Lorsque Rim aperçoit un groupe d’hommes en uniforme marchant dans la propriété environnante, la famille est furieuse d’apprendre que la sœur de Walid a vendu son terrain attenant au gouvernement sans les consulter. L’un des derniers espaces verts du pays sera désormais utilisé pour une décharge, dont son ingénieur Tarek (François Nour) assure à la famille qu’il s’agira d’une installation durable. Bien que sceptique quant à ces promesses creuses, Walid garde l’espoir que le projet n’est qu’une entreprise gouvernementale qui ne se concrétisera jamais. Alors que les bulldozers et les excavatrices martèlent la terre, la famille Bakri doit observer la destruction quotidienne, témoignant de la merde littérale qui rongera lentement leur petit coin de paradis.

« Costa Brava, Liban »

Kino Lorber

La famille autrefois harmonieuse commence à se battre, la tension de la situation teste leur affection et stratifie leurs différences idéologiques. En tant qu’architecte de la maison de rêve, Walid est déterminé à rester, craignant que la fuite ne donne le mauvais exemple à ses filles. Pendant ce temps, Souraya, autrefois chanteuse célèbre à Beyrouth, regrette son ancienne vie et suggère de retourner dans la ville. « Ils trouveront de nouvelles façons de nous tuer », l’avertit Walid. « Beyrouth ne changera jamais.

Revenant sur elle-même, Tala est transpercée par le beau jeune Tarek, regardant à travers les fissures de la clôture en toile de jute que son père a érigée. Scolarisée à la maison et isolée du monde extérieur, elle embrasse innocemment le bord de la piscine familiale, un passe-temps classique pour les enfants pour lequel elle est un peu trop âgée. Les deux enfants présentent des comportements qu’un peu de socialisation aiderait ; Rim compte de manière obsessionnelle, conférant au nombre 44 des propriétés magiques. Pensant que son fils est extrême, grand-mère Zeina encourage la curiosité de Tala, lui racontant des histoires de ses romances de jeunesse et lui donnant un téléphone portable.
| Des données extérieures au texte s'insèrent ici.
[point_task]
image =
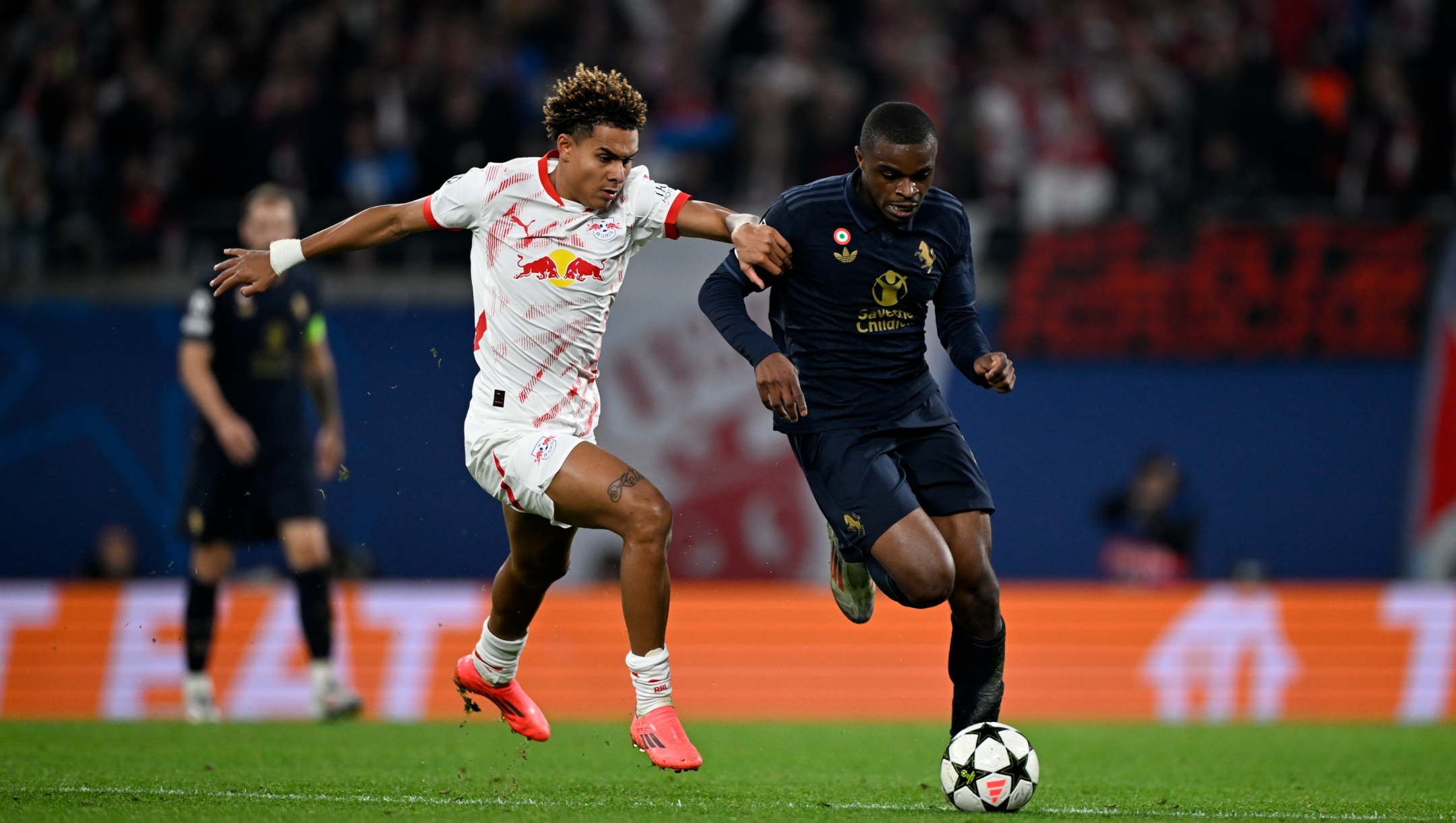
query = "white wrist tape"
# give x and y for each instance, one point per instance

Dans sa note de réalisateur, Akl explique comment la famille reflète la société libanaise. « L’idéal de la famille Badri de rester pur en dédaignant la société est un fantasme d’évasion. » Aujourd’hui au Liban, écrit-elle, « Les gens réinventent et stérilisent leurs maisons pour se protéger d’une réalité dystopique trop douloureuse à affronter. Cela nous a également armés d’une imagination sans limites, d’humour et d’une expérience viscérale de la vie.

Akl extériorise ce sentiment alors que les ordures s’entassent devant leur porte, brisant le fantasme d’évasion des Bakris à chaque sac. Dans une représentation visuelle obsédante, le sang finit par s’infiltrer dans le filtre de la piscine, tachant l’oasis familiale alors que l’eau cramoisie coule de l’évier. Les sacs d’ordures tourbillonnants prennent une personnalité menaçante, barattant et mâchant comme un monstre toxique. Un matin, Tala observe un incendie massif alors que les ordures brûlent de la fumée noire dans le ciel, avant qu’un boom massif ne l’engloutisse presque. La pandémie et l’horrible explosion de Beyrouth en 2020 ne sont jamais loin de nous.

Mais au milieu de la dévastation, la famille Bakri parvient à danser, chanter et jouer. Dans le garde-manger sec, Walid porte un collier de légumes secs pour jouer à la bagarre avec les filles. Lorsque Souraya prend sa guitare pour la première fois, les arbres commencent à rouler lentement devant sa fenêtre, comme si un train la transportait vers un joyeux concert. Tala s’habille dans la robe de soirée verte perlée de sa grand-mère et ressent une vague de confiance féminine.

Ne pouvant plus tenir la toxicité à distance, la famille commence à s’effondrer. « Vous devriez décider si vous aimez ou détestez ce pays », lance Souraya à Walid, frustré par son insistance obstinée à rester dans un endroit qui les dévorera sûrement vivants. Ce sentiment, plus que tout, résume la tension déchirante du film. « Costa Brava, Liban » est peut-être un souvenir fantaisiste du passé du Liban, mais il est bel et bien vivant dans le cœur de ses habitants.

Note : A-

« Costa Brava, Liban » est maintenant dans certains cinémas de Kino Lorber.